TV realivision

Have you ever been in a fight with someone and realized that it had no purpose? Or heard a friend passing on some gossip about others? Perhaps you’ve competed with someone, stopped talking over an argument, or taken offense to a comment. Maybe you told others about it, wrote a passive-aggressive post on your favorite social network, and deleted the contact in your phone. Shows them right.

Sensitivity to criticism, rash decisions, exaggerated displays of emotion, inappropriately seductive behavior, rapidly-shifting emotional states, and approval-seeking — all behavior that’s worthy of being the center of attention, to be sure. This is how people take (rather than earn) their fifteen minutes of fame in their own little worlds.

The trouble is, these traits are known to psychiatrists as histrionic personality disorder.

Why do we love drama so much?  Kurt Vonnegut once wrote (neatly summarized by Derek Silvers – a worthwhile read here) that we’re addicted to drama because our lives are essentially mundane.  Yet, we’re trained by stories from a young age that dramatic variations in emotional state are actually the norm.

So when we experience real life in all its banal stability, we feel like we’re missing something. We seek out drama as moths to light because it is often quite literally the only light in our lives. And many people create their own drama where there is none.

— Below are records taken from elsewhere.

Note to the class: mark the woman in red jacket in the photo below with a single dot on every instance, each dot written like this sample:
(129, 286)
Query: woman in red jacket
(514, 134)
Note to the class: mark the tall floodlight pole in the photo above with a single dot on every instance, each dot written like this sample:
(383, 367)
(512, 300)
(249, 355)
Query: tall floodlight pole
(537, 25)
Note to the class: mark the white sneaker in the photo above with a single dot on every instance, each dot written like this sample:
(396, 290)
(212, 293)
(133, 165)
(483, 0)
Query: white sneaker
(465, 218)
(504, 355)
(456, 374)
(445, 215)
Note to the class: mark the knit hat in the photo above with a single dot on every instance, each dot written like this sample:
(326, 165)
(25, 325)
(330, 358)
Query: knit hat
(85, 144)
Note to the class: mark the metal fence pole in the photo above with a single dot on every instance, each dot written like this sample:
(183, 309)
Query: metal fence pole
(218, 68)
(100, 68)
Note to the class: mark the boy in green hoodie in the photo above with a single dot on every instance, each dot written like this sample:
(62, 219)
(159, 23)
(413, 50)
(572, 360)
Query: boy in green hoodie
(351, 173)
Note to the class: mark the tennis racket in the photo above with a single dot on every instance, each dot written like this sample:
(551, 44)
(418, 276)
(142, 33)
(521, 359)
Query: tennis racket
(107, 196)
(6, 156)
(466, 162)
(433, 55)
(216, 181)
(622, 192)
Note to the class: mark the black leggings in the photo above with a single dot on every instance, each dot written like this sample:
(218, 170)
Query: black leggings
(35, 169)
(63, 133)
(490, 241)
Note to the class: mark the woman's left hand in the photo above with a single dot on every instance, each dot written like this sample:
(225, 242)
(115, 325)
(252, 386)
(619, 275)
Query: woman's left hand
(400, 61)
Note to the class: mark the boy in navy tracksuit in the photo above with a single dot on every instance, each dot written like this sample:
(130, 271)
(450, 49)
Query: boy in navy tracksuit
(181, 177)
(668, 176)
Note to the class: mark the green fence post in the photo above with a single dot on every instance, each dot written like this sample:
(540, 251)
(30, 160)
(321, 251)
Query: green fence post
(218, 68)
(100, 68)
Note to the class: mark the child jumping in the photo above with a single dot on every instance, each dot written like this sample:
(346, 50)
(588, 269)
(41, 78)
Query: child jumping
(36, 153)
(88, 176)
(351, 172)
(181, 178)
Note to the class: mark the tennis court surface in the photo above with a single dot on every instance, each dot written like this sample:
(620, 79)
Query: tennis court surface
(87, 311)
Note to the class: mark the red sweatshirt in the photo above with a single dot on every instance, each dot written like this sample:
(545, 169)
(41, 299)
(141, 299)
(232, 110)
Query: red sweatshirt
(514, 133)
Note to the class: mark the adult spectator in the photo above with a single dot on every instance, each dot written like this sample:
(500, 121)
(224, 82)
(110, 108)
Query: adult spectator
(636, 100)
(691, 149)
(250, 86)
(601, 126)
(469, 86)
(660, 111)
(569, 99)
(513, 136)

This is harmless and natural when people play plot line madlibs but fill their own behavior in the blanks. It’s a very different story when people emulate exaggerated behaviors as they act out their own life dramas.

Enter reality television.

It turns out, growing up with Cinderella is not the same as growing up with The Jersey Shore. Reality shows have two central propositions: everything is unscripted, and the actors are people just like you and me.

That’s a toxic combination. It sets up the behaviors in the show as being normal, expected, and worthy of aspiring to. So when people watch a lot of reality TV, they start acting out the characters in the show in their own life dramas. The ‘reality’ trend greatly exacerbates our natural tendency for drama-seeking as expressed in the soap operas of the past.

So it’s no surprise that I avoid people who watch a lot of reality TV almost as much as I avoid watching it myself.

But we can rediscover our real realities, and find meaning in the silence and humdrum of normal days. Yes, it’s much easier to get attention and make life exciting by picking a fight, talking behind peoples’ backs, and making things happen in your relationships. But here’s a counter-proposal: use relationships as a source of stability rather than drama.  We can channel the desire for attention and excitement into creating, changing, and improving ourselves and the world around us.

I haven’t turned on the TV in years — either on a screen or in my real life — and I’ll never look back.